18. The method of claim 16, further comprising, for each of the k predicted query-response pairs, storing a respective query vector with corresponding response in a vector database, wherein each respective query vector is an embedding of the predicted query of the predicted query-response pair, and wherein using semantic matching comprises:

identifying a first query vector in the database based on a measure of similarity between an embedding of the additional query and the query vector; and

retrieving the corresponding response for the first query vector.

19. The method of claim 1, wherein the token generation neural network is a large language model.

20. The method of claim 1, wherein the token generation neural network is a vision language model.

21. The method of claim 1, wherein the token generation neural network has been trained by operations comprising:

obtaining a set of training examples, wherein each training example comprises: (i) a training model input comprising the context and the first query of the user, and (ii) k subsequent query-response pairs for the context; and

training the token generation neural network on the set of training examples.

22. The method of claim 21, wherein obtaining the set of training examples comprises generating the set of training examples by associating received first queries for the context with any received additional queries for the context from the user.

23. The method of claim 4, wherein the token generation neural network and the profile machine learning model have been jointly trained by operations comprising:

obtaining a set of training examples, wherein each training example comprises: (i) a training model input comprising the context, the first query of the user, auxiliary data characterizing the user, and (ii) k subsequent query-response pairs for the context; and

training the token generation neural network and the profile machine learning model on the set of training examples.

24. The method of claim 23, wherein determining the value of k comprises processing an input comprising the user profile and the context using a machine learning model to generate the value of k, and wherein the operations further comprise:

training the token generation neural network, the profile machine learning model, and the machine learning model on the set of training examples.

25. A system comprising one or more computers and one or more storage devices storing instructions that are operable, when executed by the one or more computers, to cause the one or more computers to perform operations comprising:

receiving an input comprising a context and a first query related to the context for a user;

processing a model input comprising the context and first query using a token generation neural network to generate a first response to the first query and k predicted query-response pairs, wherein each predicted query-response pair comprises (i) a predicted query that is a prediction of a subsequent query submitted by the user related to the context query and (ii) a corresponding response to the predicted query;

providing the first response to the first query for presentation to the user; and

caching any of the k predicted query-response pairs.

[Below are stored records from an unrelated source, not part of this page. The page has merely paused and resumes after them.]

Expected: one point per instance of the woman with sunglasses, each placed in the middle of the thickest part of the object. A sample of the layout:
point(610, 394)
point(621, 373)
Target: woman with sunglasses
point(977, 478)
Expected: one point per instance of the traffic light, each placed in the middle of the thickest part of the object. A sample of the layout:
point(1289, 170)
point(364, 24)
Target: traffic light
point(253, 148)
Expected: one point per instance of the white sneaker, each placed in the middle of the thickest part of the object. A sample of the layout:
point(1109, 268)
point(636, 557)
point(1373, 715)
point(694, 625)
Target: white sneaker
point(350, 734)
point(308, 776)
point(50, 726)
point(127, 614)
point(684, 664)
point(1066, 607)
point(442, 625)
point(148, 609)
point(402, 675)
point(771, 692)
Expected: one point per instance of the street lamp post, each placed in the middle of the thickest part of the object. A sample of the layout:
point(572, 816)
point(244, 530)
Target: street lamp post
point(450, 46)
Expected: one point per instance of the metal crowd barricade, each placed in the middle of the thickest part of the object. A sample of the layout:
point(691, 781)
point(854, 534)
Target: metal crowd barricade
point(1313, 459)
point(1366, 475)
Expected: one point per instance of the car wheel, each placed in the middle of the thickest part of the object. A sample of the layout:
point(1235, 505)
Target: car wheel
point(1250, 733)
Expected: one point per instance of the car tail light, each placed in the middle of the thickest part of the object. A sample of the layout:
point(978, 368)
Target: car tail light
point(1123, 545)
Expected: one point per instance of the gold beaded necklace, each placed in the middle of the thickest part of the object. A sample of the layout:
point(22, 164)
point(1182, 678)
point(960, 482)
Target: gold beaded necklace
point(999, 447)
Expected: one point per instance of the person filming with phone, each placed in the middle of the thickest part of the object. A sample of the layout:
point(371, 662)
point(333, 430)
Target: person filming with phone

26. A computer storage medium encoded with a computer program, the program comprising instructions that are operable, when executed by data processing apparatus, to cause the data processing apparatus to perform operations comprising:

receiving an input comprising a context and a first query related to the context for a user;

processing a model input comprising the context and first query using a token generation neural network to generate a first response to the first query and k predicted query-response pairs, wherein each predicted query-response pair comprises (i) a predicted query that is a prediction of a subsequent query submitted by the user related to the context query and (ii) a corresponding response to the predicted query;

providing the first response to the first query for presentation to the user; and

caching any of the k predicted query-response pairs.